KD nuggets: Speaking of nuggets, this site offers a wide array of articles relevant to data analysis. It’s scope is broader than R-bloggers so you may need to dig a little deeper to find what you want. But FYI they have much more comprehensive reviews of courses and books than I am offering here.
Personal Activity:
I can’t emphasize this enough. The best way to gain and retain mortality analysis skills is to actually practice those skills on real world data. So go ahead – analyze your department’s workflow, analyze the mortality risks you find in a relevant article, assign yourself the task of updating your company’s underwriting manual on a topic that interests you, or write a mortality abstract for publication. But find something that takes the task out of the theoretical realm and into the real world. You will find that your knowledge of the topic does the same thing.

Book Review 2: Predictive Analytics

Another book review. Well, I had to give some talks recently – one on predictive analytics and another on genetics – and so I read The Gene by Dr. Siddhartha Mukherjee which I reivew here, and Predictive Analytics by Eric Siegel.

I really admire how both of these authors can cover what are really very technical topics in plain language. Where Dr. Mukherjee’s style emphasizes scientific rigor, inspiration and wonder, Mr. Seigel tends more toward the astounding or the entertaining. He covers multiple relevant topics and uses copious examples to illustrate predictive analtyics an the insights it can provide. He goes into especially great detail with IBM Watson’s performance on the game show Jeopardy!. There is quite a lot to unpack in that example from language processing to appropriate seleciton of candidate answer to the arrival at a final probabity of being correct.

Additional technical topics included linear and logistic regression, decision trees and ensembles.

Overall this is an excellent book and would be very valuable for those who need to use the results of predictive analyses in their business. It will not, however, enable you to perform these analyses yourself – it is just not that kind of text.

Book Review : The Gene

Because of some recent plane travel and a conference at a golf resort (I don’t play golf) I had some down time in which to catch up with my reading. I had been working on The Gene: An Intimate History, by Dr. Siddhartha Mukherjee. It is a 600 + page epic which means it does not travel well in its native, paper form. Actually, that is the worst thing I can say about it.

The book takes a deep, wide look at the history of genetics from the very beginning of man’s study of heredity (yes, there are pea plants) to the damaging social effects of mid-century eugenics. What I found eye-opening here was the widespread enthusiasm in America for eugenics by forced sterilization at the time. This was illustrated by the famous Buck vs. Bell case where none other than the luminary judge Oliver Wendell Holmes ruled that the forced sterilization of the “weak minded” was permissible and did not violate the 14th Amendment.

This was one of a few chapters in the book that dealth with the wider social impact of heredity and genetics. Mostly, though the book is concerned with the history of scientific discoveries. Considerable time is spend with Mendel, Darwin, Crick, Watson, Franklin, and Berg as well as modern-day innovators like Venter, Collins and Doudna (developer of the CRISPR-Cas9 technology).
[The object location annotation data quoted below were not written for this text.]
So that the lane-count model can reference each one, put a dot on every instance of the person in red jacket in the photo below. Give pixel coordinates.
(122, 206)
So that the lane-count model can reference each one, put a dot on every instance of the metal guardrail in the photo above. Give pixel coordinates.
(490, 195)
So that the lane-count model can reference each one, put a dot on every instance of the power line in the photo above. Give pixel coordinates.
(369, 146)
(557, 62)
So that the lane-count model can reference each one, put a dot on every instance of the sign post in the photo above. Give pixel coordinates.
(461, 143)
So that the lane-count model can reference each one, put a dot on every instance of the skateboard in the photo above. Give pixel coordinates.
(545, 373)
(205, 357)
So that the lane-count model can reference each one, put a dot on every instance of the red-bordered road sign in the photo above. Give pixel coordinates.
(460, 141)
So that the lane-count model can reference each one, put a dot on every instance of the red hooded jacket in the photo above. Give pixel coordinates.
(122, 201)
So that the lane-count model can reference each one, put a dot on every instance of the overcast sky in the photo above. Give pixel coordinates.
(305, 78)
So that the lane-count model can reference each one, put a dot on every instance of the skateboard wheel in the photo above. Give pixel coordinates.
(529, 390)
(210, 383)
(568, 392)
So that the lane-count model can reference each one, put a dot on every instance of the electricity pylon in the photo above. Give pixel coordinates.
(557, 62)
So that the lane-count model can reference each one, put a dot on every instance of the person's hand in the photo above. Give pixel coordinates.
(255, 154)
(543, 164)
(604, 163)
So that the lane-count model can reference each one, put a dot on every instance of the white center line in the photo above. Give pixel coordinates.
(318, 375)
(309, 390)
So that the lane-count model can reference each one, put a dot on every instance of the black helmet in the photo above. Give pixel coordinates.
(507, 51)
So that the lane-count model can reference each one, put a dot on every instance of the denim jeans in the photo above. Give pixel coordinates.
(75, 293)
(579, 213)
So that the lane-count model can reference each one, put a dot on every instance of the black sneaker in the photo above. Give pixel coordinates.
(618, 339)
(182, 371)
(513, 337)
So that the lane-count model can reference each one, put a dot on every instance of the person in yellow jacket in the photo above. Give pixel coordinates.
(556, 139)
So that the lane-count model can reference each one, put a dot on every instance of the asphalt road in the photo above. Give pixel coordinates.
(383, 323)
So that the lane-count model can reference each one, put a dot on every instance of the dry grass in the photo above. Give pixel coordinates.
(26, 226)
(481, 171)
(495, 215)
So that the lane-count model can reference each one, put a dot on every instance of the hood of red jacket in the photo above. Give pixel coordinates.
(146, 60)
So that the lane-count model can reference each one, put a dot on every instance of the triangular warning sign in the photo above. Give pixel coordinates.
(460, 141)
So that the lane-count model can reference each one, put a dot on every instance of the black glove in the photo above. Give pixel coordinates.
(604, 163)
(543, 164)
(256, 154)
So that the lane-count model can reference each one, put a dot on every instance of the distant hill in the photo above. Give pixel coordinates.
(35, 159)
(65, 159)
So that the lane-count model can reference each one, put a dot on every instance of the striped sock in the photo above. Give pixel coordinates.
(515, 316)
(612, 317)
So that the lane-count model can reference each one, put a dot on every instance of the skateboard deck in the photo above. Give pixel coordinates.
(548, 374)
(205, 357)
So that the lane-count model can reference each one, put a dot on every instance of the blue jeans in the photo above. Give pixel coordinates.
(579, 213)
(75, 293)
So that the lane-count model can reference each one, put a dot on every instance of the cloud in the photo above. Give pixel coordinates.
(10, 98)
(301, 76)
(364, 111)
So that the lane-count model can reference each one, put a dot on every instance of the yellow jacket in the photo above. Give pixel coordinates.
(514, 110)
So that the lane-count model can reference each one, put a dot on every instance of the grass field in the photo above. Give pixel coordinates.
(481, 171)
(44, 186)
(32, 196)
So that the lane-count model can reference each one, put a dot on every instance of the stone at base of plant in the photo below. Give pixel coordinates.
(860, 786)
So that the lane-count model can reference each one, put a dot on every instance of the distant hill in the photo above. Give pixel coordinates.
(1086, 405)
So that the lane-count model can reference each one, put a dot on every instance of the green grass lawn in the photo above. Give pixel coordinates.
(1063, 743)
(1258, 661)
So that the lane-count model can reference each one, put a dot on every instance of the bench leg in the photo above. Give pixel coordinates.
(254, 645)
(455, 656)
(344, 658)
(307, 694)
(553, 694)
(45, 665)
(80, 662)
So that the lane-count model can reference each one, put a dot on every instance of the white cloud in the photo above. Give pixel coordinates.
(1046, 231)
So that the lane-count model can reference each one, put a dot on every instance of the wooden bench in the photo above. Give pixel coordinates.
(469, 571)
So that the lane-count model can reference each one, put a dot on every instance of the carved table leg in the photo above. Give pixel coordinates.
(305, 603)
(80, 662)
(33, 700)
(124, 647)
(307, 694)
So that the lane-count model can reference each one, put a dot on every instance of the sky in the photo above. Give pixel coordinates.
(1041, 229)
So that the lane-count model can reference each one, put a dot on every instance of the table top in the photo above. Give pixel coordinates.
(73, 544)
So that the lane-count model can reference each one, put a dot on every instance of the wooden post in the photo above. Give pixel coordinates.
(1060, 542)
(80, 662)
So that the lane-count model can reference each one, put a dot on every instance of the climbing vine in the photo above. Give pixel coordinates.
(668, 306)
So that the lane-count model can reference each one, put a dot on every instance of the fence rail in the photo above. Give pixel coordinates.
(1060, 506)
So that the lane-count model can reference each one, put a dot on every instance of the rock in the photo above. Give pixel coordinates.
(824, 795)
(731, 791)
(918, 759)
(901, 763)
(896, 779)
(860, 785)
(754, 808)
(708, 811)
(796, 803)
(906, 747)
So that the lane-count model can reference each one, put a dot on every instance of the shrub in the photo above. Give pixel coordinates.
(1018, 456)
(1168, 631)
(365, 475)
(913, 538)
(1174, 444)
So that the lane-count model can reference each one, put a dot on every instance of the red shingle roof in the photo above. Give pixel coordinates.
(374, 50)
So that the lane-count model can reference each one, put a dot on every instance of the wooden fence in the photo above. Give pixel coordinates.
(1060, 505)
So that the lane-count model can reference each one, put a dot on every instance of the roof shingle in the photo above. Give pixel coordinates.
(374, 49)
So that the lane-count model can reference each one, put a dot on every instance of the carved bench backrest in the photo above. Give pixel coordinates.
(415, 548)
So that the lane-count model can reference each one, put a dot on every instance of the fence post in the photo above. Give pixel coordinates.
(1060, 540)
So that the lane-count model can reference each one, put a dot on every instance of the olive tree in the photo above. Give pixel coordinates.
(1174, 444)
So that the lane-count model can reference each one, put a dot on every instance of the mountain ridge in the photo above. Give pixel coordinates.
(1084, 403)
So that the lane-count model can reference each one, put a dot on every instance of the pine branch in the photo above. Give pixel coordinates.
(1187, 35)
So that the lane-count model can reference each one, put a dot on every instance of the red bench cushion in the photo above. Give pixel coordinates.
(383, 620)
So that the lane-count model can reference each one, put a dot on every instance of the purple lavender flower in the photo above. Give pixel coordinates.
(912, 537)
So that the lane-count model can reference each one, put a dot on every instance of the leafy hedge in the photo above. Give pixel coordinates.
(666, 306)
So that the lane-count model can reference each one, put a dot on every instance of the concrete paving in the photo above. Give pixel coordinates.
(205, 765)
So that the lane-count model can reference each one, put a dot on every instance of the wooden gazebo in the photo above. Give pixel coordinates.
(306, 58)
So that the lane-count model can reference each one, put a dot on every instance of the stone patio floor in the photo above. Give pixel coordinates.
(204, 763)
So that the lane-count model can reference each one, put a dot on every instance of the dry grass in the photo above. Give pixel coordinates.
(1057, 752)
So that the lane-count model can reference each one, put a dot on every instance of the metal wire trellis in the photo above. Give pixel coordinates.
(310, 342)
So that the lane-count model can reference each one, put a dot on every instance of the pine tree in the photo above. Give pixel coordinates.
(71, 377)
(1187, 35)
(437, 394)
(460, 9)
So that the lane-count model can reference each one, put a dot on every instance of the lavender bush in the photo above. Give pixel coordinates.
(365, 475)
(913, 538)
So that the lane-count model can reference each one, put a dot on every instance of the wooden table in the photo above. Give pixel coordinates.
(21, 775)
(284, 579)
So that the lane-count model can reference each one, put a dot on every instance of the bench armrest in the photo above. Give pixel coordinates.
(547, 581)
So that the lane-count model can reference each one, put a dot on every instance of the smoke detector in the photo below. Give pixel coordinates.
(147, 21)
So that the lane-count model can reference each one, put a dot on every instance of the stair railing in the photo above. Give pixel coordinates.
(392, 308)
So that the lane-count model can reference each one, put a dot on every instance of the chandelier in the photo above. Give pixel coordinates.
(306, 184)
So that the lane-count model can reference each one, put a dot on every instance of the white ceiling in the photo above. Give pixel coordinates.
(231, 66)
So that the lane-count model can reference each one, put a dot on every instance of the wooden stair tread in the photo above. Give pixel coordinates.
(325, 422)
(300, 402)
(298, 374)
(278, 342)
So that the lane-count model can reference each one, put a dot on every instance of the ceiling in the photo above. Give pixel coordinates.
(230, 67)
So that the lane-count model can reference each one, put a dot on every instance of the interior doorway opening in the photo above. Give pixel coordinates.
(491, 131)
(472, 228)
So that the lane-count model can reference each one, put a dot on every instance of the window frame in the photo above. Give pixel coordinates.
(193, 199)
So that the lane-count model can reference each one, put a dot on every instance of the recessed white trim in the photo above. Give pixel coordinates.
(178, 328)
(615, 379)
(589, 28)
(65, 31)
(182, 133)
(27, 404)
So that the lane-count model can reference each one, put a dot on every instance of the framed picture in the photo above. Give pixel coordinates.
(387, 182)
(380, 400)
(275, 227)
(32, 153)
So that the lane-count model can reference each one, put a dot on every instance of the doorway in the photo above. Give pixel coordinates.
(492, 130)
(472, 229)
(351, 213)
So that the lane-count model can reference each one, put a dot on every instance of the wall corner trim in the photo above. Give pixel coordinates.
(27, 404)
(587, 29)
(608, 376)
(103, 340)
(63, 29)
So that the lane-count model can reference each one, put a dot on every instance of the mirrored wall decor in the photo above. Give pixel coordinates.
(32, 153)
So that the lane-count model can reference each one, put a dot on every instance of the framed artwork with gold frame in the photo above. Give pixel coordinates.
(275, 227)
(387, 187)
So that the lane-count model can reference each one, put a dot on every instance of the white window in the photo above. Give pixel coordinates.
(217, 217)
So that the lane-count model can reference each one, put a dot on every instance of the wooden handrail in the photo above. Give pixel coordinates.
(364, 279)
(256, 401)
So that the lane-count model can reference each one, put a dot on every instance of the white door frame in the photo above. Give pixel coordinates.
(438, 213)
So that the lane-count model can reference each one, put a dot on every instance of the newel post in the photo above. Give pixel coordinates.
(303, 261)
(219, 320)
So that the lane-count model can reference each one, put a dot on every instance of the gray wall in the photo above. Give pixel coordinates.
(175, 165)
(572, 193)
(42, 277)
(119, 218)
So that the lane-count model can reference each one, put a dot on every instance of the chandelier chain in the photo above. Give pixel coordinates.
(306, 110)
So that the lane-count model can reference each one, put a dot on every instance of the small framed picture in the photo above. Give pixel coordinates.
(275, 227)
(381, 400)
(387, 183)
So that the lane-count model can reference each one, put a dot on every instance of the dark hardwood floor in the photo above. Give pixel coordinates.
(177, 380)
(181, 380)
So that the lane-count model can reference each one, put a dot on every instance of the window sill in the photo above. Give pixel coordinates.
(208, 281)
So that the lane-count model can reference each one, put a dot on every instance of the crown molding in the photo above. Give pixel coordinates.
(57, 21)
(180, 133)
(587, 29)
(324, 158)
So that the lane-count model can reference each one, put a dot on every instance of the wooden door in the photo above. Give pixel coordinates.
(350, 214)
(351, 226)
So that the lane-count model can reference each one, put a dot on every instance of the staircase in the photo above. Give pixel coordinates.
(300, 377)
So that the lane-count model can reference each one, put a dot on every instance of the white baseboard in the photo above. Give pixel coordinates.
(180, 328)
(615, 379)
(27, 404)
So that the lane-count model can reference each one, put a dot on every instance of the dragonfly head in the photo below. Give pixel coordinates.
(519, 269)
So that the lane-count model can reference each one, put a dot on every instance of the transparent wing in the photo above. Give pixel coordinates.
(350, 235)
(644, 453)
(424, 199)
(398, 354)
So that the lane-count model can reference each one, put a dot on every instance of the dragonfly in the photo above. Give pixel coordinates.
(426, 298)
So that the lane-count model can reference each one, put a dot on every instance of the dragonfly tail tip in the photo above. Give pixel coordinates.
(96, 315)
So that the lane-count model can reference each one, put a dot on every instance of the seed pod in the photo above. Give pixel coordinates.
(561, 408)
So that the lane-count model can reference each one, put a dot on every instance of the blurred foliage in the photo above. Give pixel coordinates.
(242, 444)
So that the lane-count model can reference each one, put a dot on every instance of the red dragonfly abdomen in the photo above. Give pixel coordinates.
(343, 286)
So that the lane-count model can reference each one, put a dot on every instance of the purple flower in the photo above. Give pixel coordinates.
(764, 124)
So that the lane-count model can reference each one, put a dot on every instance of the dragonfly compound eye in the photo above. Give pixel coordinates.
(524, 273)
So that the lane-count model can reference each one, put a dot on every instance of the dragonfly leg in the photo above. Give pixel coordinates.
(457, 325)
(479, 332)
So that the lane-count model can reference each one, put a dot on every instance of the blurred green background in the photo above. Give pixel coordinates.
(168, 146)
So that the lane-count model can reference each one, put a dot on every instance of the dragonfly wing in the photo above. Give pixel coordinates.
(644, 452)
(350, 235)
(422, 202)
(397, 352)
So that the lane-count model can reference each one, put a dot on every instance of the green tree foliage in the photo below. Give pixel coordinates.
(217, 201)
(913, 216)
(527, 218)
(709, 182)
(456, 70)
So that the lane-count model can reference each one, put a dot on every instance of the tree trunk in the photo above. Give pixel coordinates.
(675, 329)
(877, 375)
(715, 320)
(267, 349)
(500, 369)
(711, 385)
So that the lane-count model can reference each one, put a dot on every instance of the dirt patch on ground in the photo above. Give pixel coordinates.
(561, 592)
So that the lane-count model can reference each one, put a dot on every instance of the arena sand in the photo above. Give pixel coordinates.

The overall tone of the book is one of cautious optimism, but it does not fail to point out significant concerns about the under-regulated use of CRISPR on human fetal tissue or germ cells. The author also points out that genomic science is still in its infancy, and that the complex interplay of multiple genes in disease is as yet poorly understood.

Overall, I found this to be a riveting look at nearly all aspects of genetics. It is, perhaps a difficult read for those without a background in science or medicine – but only for a few particularly dense pages.